Spurs could be forced back into the European Super league
Madrid’s 17th court judge has ruled that the nine clubs who announced their withdrawal from the European Super League are still legally part of the project. As we all know, the big six’ club of England were among the 12 teams who signed up for the breakaway competition. Then the fun and games started (everybody was hostile to the breakaway), and the English clubs were forced to withdraw from the tournament following a wave of fan protests. Spurs, Chelsea, Liverpool, United, Arsenal and City, apologised to the fans for signing up to the league. Red faces everywhere.
Then the fines came, and the big clubs accepted their punishments; Real Madrid, Barcelona and Juventus, however, have continued to insist that the Super League idea is still alive.
Real Madrid, Barcelona and Juventus have now successfully taken legal action against UEFA to clamp down the breakaway league.
It was reported by the Daily Mail that Madrid’s 17th Court has ruled that the penalty imposed on the 12 clubs must be removed while the ongoing disciplinary proceedings against the three European clubs should be stopped. The report also explains that the case will now be assessed by the European Court of Justice in Luxembourg.
But there is also a bombshell for the clubs who apologised and left; the judge also ruled that all the clubs who signed up for the competition have not officially left. This will put the cat amongst the pigeons.
The Judge, Ruiz de Lara, stated: “The Superliga project continues with the participation of all the founding clubs without the resignation of any founding club with legal effects. The news or press releases referred to by the appellant are insufficient, as reason for its imprecision, for such purposes.”

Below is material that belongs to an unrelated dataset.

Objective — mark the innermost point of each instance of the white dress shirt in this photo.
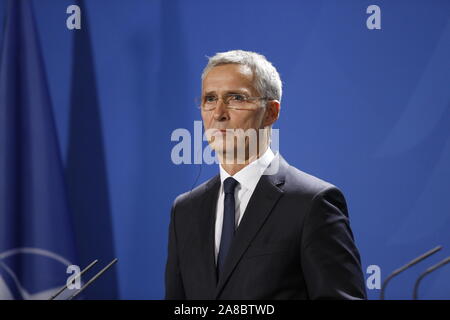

A joint statement by Barcelona, Real Madrid and Juventus:
“FC Barcelona, Juventus, and Real Madrid CF welcome today’s Court’s decision enforcing, with immediate effect, UEFA’s obligation to unwind the actions taken against all European Super League founding clubs, including terminating the disciplinary proceedings against the undersigning three clubs and removing the penalties and restrictions imposed on the remaining nine founding clubs for them to avoid UEFA’s disciplinary action. The Court backs the request made by the promoters of the European Super League, dismisses UEFA’s appeal, and confirms its warning to UEFA that failure to comply with its ruling shall result in fines and potential criminal liability. The case will be assessed by the European Court of Justice in Luxembourg, which shall review UEFA’s monopolistic position over European football. We have the duty to address the very serious issues facing football: UEFA has established itself as the sole regulator, exclusive operator, and unique owner of rights of European football competitions. This monopolistic position, in conflict of interest, is damaging football and its competitive balance. As shown by ample evidence, financial controls are inadequate, and they have been improperly enforced. Clubs participating in European competitions have the right to govern their own competitions. We are pleased that going forward, we will no longer be subject to ongoing UEFA’s threats. Our aim is to keep developing the Super League project in a constructive and cooperative manner, always counting on all football stakeholders: fans, players, coaches, clubs, leagues, and national and international associations. We are aware that there are elements of our proposal that should be reviewed and, of course, can be improved through dialogue and consensus. We remain confident in the success of a project that will be always compliant with European Union laws.”
Our English clubs have got themselves into an interesting pickle. So, what happens next? The clubs now will have to wait to see what the European Court declares. If the Court favours the rogue European teams, the six English participants could find themselves back in the competition, and if they fail to honour their contract, they could be sued left, right, and centre. Also; the English clubs are not under the umbrella of the European courts anymore so how will any such ruling affect them? Or even the English FA or the Premier League. All makes for interesting times ahead. But saying that, I can’t see the six English clubs meekly going back in, as they know what happened last time.